I'm fairly new to the soap making scene so I am not sure where to even start in finding a supplier for butters, oils, lye, etc. I've done a little research into a few companies, but the reviews from customers has made me very weary. 

Where do you shop for materials?


----------



## Nevada (May 7, 2017)

Welcome.
BrambleBerry and wholesalesuppliesplus.
Try to get coconut oil and lard locally.


----------



## shunt2011 (May 7, 2017)

You can get lard, coconut, olive and castor oil  at Walmart.  If you have a Big Lots they also have coconut.  Otherwise any reputable soapmaking company.  Just check around for who has the best prices with shipping to you.  Welcome!!!


----------



## navigator9 (May 7, 2017)

I get olive oil at Costco, I buy 50lb. pails of coconut and PKO flakes from https://soaperschoice.com/  They do have smaller amounts, too. Good prices, very reliable, fast shipping. Probably more economical for large amounts, though.


----------



## dixiedragon (May 7, 2017)

Where are you located?

Brambleberry has a great kit for beginners - the Natural Soap kit. It includes a mold, a scale, ingredients, lye, goggles - all you provide is water and a stick blender and a bowl.


----------



## Zany_in_CO (May 7, 2017)

navigator9 said:


> i get olive oil at costco, i buy 50lb. Pails of coconut and pko flakes from https://soaperschoice.com/  they do have smaller amounts, too. Good prices, very reliable, fast shipping. Probably more economical for large amounts, though.


ditto  ^^^^^ I get my pomace olive oil, castor oil, palm oil, butters from soapers choice also. For smaller 8 oz or 16 oz bottles of specialty oils like Almond, Avocado, Borage, Flaxseed, Sesame, Hemp, etc. -- Spectrum Brand at the grocery store or health food store.

LYE

UK
https://mistralni.co.uk/collections/alkalis

AL
http://www.dudadiesel.com/search.php?query=%2Bsodium+%2Bhydroxide

NY    
www.thelyeguy.com

CALIFORNIA
www.essentialsbycatalina.com

RJ SOAPER'S SUPPLY
http://www.soaperssupplies.com/store/lye-sodium-hydroxide

ILLINOIS    
http://www.boyercorporation.com/

INDIANA
http://www.the-soap-dish.com/caustics.htm

OHIO
http://www.bulkapothecary.com

FLORIDA
http://www.camdengrey.com

WA
http://www.brambleberry.com/

TX -- Deleted a Soapy Sailor


----------



## Susie (May 7, 2017)

Zany_in_CO said:


> TX
> http://www.asoapysailor.com/index.html




This is not coming up as a valid link for me.


----------



## dibbles (May 7, 2017)

Also, if you have access to Costco, I just saw the one where I shop has started carrying 1 gal. pails of coconut oil. I get my olive oil and avocado oil there as well.


----------



## Relle (May 7, 2017)

Where in the world are you ? that will help people to give you suggestions or you can go through the Shopping Recommendations posts and have a look.


----------



## Zany_in_CO (May 7, 2017)

Susie said:


> This is not coming up as a valid link for me.

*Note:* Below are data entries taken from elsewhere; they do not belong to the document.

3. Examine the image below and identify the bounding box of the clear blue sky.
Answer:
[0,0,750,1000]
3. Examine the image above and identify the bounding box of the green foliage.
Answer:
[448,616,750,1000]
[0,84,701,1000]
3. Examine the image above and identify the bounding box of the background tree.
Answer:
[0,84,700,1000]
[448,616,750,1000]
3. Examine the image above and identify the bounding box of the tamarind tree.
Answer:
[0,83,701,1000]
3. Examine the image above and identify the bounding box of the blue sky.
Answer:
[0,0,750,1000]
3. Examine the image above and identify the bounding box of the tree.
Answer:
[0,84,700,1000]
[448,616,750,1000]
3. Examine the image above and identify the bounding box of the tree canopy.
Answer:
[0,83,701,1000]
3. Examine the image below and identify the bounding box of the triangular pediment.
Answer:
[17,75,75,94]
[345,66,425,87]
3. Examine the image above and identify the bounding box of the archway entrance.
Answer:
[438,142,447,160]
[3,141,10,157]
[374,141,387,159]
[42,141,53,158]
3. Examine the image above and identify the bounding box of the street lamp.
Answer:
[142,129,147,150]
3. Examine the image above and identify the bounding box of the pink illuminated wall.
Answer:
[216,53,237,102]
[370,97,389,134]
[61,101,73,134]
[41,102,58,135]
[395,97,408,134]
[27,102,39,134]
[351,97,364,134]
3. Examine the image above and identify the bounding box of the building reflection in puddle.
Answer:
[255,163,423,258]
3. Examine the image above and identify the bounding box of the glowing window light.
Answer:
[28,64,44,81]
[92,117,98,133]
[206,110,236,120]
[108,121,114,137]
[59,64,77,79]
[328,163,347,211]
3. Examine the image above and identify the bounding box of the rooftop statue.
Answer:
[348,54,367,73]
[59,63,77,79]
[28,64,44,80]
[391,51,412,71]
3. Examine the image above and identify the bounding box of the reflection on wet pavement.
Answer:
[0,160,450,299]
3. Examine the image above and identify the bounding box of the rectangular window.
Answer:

It didn't work for me either, Susie. I deleted it. Thanks for the head's up. :wave:


----------



## Sharryn (May 8, 2017)

But be aware that Brambleberry is S L O W at getting orders out to you.  So if you're in a hurry for something you may want to try elsewhere.


----------



## drunkonlife (May 8, 2017)

I'm new too but I got the majority of my stuff at BulkApothecary.  Brambleberry is slow....


----------



## soaperwoman (May 8, 2017)

I'm an amazon girl. You can find the best prices and delivered to your door, come on. You still need to do research though to make sure you get the best products for the money.


----------



## Scooter (May 9, 2017)

Costco for CO, OO, AO. Butters from ED. NaOH from ED but awaiting a supply from NG.


----------